В десять ноль-ноль по владивостокскому времени машина квакнула, чуть не до обморока перепугав зазевавшегося кота Матроса, и вырулила на дорогу. Можно было бы, конечно, и не сигналить при отъезде. Но уж очень гордился Серега клаксоном, который он смастерил из старой клизмы.

За веселыми камушками





Наверно, дядя Миша рос в детстве почемучкой. И до сих пор все ему было интересно. Много ли кедров в здешней тайге, и урожайным ли на орехи выдался нынешний год. Что за рыба водится в горной речке Басандайке, возле которой петляла дорога, и на какую наживку берет…

Ребята отвечали наперебой. Но чаще объяснял Орка:

– Хариусы мух любят. А я намажу брюхо вареньем – вот тебе и наживки. Сами летят.

– А еще на транспортере рыбу ловить можно, – сказал Тимоха и охотно пояснил, что способ этот совсем не простой, требующий сноровки. Когда приходят с моря рыбацкие сейнеры, включают ленту транспортера. Она движется высоко над причалом, а по ней едет в разделочный цех камбала и селедка. Чайкам просто – подлетел да схватил рыбину. А с земли попробуй достань ее. Так напрыгаешься, пока на уху наловишь.

– Да, тяжелый промысел, – хмыкнул дядя Миша. – А лососи сюда заходят?

– Кета мало-мало бывает. Много давно не ходит. В этом году пойдет, – объяснил Орка.

– Почему в этом?

– Отец говорил.

– Отец говорил, – недоверчиво повторил дядя Миша.

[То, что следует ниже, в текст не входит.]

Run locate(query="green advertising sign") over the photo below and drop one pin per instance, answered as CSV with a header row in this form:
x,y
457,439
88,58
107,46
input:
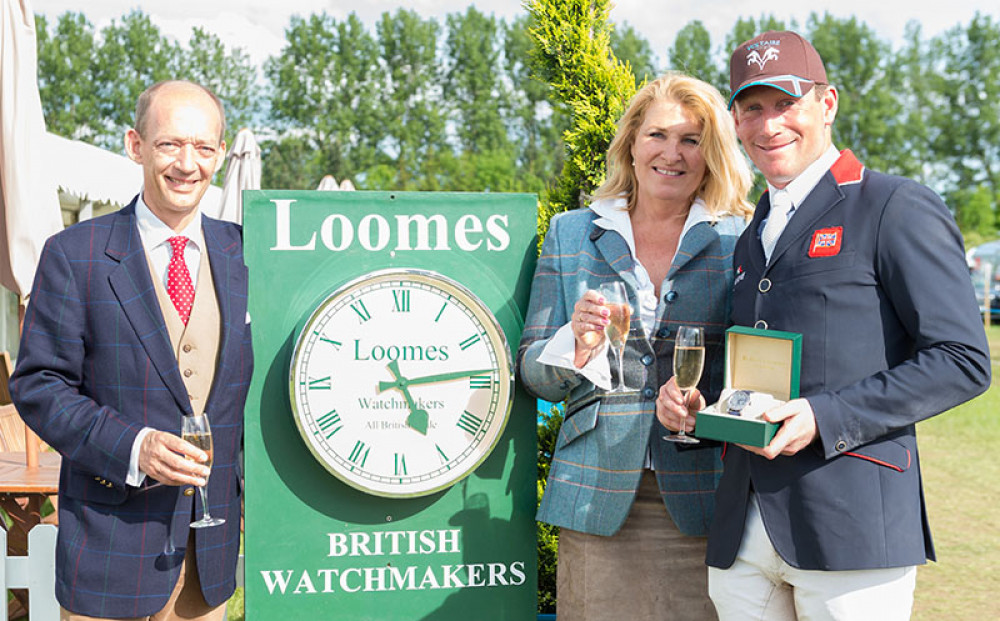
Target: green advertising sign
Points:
x,y
390,459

Пока Тимоха жил в городе, бывал он в тайге только гостем. Когда ездили втроем за грибами, все крутился возле отца с матерью, боясь отстать. В каждом вывороченном пне или клубке лиан чудился затаившийся зверь.

Сейчас тайга начинается сразу за огородом. Захотел морковку – сходи на грядку, сорви. Захотел малины – пройди чуть дальше, на вырубку, хоть не досыта, но поешь. И сыроежек наберешь заодно. А если еще дальше забрести – чего только не встретишь, особенно в начале осени: и липкие кедровые шишки, туго набитые орехами, и оранжевые «уши» грибов-липовиков, оседлавших упавшие стволы, и гибкие лианы, с которых свисают алые кисти лимонника, янтарные плоды актинидий…

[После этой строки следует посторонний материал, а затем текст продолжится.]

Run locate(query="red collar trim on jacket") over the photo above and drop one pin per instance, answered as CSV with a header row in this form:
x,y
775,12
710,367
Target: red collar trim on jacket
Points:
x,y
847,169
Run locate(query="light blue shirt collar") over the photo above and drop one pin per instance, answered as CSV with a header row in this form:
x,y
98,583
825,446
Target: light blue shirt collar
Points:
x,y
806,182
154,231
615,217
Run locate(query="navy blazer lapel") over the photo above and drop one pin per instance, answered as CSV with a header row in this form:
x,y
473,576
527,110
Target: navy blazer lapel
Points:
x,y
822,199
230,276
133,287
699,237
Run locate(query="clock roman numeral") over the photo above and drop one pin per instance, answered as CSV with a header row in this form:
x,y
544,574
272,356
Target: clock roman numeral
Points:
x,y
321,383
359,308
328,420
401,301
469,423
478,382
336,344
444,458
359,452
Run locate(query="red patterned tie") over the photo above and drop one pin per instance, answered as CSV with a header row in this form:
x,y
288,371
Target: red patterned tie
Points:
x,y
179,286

Вот такой огород оказался у Тимохи за порогом дома. Идешь по нему – конца-края не видно. Но не боязно стало совсем, особенно с той поры, как подружился с Оркой.

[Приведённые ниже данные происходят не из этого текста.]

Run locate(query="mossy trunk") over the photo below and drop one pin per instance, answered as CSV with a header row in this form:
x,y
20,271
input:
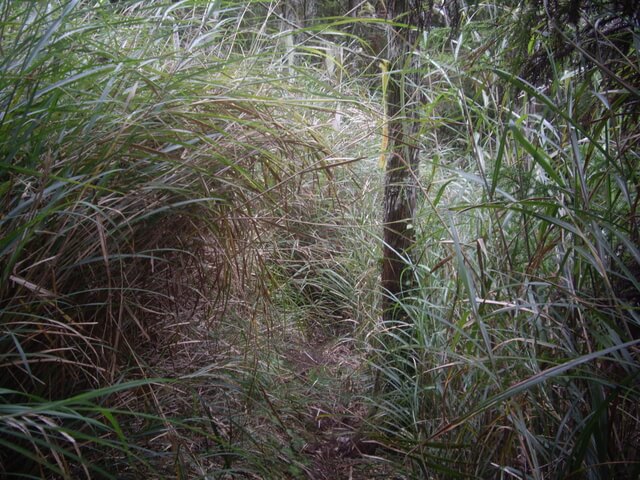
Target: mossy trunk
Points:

Послушать приятеля, так все зверье у него свояки, только говорить по-человечески не умеют. А главный свояк – медведь, покровитель их древнего, некогда большого рода. Да и сам Орка, если приглядеться, напоминает медвежонка. Такой же толстопятый и косолапый, так же ловко лазает по деревьям. Вот только молчать по-медвежьи не научился. Молотит и молотит дяде Мише про все подряд, что на глаза попадется.

Тимохе тоже хотелось рассказать что-нибудь занимательное. Улучив момент, он выпалил:

– А здесь неподалеку живут обезьяны… На острове Хоккайдо, через море от нас. Туда на сейнере за день добраться можно. Правда, правда. И зимой там живут, снега не боятся. Рыбу ловят не хуже кота Матроса…

Тимоха ожидал, что дядя Миша удивится и спросит, откуда стало известно про обезьян. И тогда Тимоха расскажет о том, что у них на полке целых пять книг про Японию. Есть даже русско-японский разговорник.

Но дядя Миша спросил совсем о другом – про кота рыболова. И в ответ раздалось дружное: «О-о-о!»

Как же они забыли рассказать Серегиному начальнику про такую местную знаменитость? Большой привереда, этот котяра. Снулой рыбы не ест, будь она поймана хоть сейчас. У живой отгрызает только голову. А поскольку охотников скармливать коту свой улов маловато, то наловчился Матрос сам добывать себе пищу. В отлив, когда море отступает от берега, Матрос вразвалочку идет к лагуне с проверкой: где какая рыбешка зазевалась, оставшись в луже, или зарывшись в ил так, что один хвост наружу. Если улов маловат, отправляется Матрос к устью ручья и там, на камне вроде как дремлет.